Sample Essay Paper on Capital Budgeting

The importance of capital to a business cannot be overlooked. Any new ventures require capital as the primary resource and so do any improvements and expansions. The capital structure of a business stipulates the relevant sources of income together with the amounts. Capital structure is also called financial leverage. Financial leverage is the origin of funds required for a project by a business or organization (Baker & Martin, 2011). Capital budgeting, on the other hand, refers to the process undertaken to ascertain whether an organization’s long term financial investments are worth the funding. These could involve new machinery, new products, and research developments. This process entails assessing the investment sums, the potential expenses, and the expected cash flows. The whole process includes determining all the cash sales, then deducting the cash expenses, direct followed by indirect, then deducting the tax, and interest before adding back depreciation to obtain the appropriate cash inflows.

The process of capital budgeting involves the use of capital budgeting techniques used to determine whether a project is viable based on its returns. The project should be able to repay back the whole investment and earn profits to the investors. These techniques include the Payback Period, the Net Present Value, and the Internal Rate of Return (Posavac, 2015). The Payback Period is the amount of time taken to recover the amount of money used in the project. It only considers cash inflows to the point where the initial investment is settled. Its advantages are it is easy to understand and calculate. Its demerits are it ignores all cash flows beyond the payback period regardless of their significance and it ignores the effects of the time value for money. Using the payback period method, a project is viable if its payback period is less than the recommended payback time otherwise it is not viable.

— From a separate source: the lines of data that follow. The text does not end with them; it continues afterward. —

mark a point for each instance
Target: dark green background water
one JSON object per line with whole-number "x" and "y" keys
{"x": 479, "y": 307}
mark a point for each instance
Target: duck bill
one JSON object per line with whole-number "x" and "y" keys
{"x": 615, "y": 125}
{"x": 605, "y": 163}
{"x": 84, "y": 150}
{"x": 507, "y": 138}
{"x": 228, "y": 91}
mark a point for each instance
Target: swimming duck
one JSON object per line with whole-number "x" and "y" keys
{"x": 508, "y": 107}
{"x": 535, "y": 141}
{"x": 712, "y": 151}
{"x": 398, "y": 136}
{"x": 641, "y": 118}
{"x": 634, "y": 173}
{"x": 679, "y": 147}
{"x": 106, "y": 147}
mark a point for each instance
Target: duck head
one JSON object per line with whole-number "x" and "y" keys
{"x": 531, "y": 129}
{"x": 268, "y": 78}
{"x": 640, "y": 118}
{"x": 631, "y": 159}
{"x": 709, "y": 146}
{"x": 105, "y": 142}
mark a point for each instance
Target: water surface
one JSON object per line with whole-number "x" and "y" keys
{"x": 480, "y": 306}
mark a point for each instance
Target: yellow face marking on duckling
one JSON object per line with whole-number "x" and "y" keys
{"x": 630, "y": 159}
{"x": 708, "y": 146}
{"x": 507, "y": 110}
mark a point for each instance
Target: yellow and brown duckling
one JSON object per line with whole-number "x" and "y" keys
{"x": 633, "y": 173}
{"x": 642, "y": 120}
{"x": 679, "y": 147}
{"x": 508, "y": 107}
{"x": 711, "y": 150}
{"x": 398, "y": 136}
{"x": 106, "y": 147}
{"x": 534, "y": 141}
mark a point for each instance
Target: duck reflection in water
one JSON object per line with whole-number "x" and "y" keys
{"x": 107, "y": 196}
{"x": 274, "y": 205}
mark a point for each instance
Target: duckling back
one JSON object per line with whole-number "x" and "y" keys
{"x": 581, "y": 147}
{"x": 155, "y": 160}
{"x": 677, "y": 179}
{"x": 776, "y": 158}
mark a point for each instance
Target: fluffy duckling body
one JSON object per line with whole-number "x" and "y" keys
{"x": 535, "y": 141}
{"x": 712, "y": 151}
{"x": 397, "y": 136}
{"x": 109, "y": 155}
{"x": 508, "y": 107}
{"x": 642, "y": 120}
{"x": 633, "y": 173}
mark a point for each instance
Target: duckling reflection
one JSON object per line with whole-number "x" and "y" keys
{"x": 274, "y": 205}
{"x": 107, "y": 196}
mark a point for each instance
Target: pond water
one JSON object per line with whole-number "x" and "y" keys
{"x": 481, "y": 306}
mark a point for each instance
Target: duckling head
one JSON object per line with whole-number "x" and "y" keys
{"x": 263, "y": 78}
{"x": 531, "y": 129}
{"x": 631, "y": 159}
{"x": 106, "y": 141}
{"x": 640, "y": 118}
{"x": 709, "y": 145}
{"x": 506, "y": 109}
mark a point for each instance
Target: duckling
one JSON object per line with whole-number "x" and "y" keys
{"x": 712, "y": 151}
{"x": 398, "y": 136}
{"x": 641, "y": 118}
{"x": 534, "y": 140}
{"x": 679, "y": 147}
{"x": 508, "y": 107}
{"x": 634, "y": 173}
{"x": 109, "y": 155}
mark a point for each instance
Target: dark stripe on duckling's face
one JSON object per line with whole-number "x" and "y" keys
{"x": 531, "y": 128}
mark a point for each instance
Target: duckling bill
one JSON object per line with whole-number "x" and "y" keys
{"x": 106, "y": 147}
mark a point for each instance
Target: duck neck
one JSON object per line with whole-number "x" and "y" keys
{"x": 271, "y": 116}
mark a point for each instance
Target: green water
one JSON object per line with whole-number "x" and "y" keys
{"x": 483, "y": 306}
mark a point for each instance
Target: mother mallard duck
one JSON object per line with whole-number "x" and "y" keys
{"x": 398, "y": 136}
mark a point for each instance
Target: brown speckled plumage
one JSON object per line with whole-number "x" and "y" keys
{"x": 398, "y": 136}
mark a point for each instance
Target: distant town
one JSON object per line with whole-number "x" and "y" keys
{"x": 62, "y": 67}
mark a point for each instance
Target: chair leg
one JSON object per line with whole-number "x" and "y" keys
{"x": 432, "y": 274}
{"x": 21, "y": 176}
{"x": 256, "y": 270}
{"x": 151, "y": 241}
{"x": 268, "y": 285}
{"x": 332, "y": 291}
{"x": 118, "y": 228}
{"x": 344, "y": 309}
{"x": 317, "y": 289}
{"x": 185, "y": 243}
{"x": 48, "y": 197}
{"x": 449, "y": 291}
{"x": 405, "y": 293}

The Net Present Value technique utilises the time value for money unlike its predecessor the payback period. It shows the present value of future cash flows discounted at the cost of capital less the initial capital outlay. The NPV criterion is more reliable than the payback since it’s more realistic as money vale changes from time to time as a result of inflation. The advantage of this technique is that it considers the time value of money and all cash inflows generated by the project. This gives a clearer picture of the contribution of the project to the wellbeing of the company. However, the NPV suffers from its inability to offer a return; it only offers a monetary amount. A project is considered viable if it has a positive NPV and unviable if it has a negative NPV. The Internal Rate of Return is the rate of return that results in a zero NPV. Its advantages are familiar to those of the NPV.A project is considered viable under this technique if its IRR is more than its required rate of return.

The use of any of the above techniques is dependent on the requirements of the management. If the management is interested in recuperating their investment and nothing else, the payback period is the appropriate technique. However, when the management is interested in the project offering positive cash inflows, the NPV and IRR techniques are better suited. The three can, nevertheless, be all used when the management is interested in both the payback period and the viability of a project over a long period.


Baker, H. K., & Martin, G. S. (2011). Capital structure and corporate financing decisions: theory, evidence, and practice (Vol. 15). Hoboken, NJ: John Wiley & Sons.

Posavac, E. (2015). Program evaluation: Methods and case studies. New York, NY: Routledge.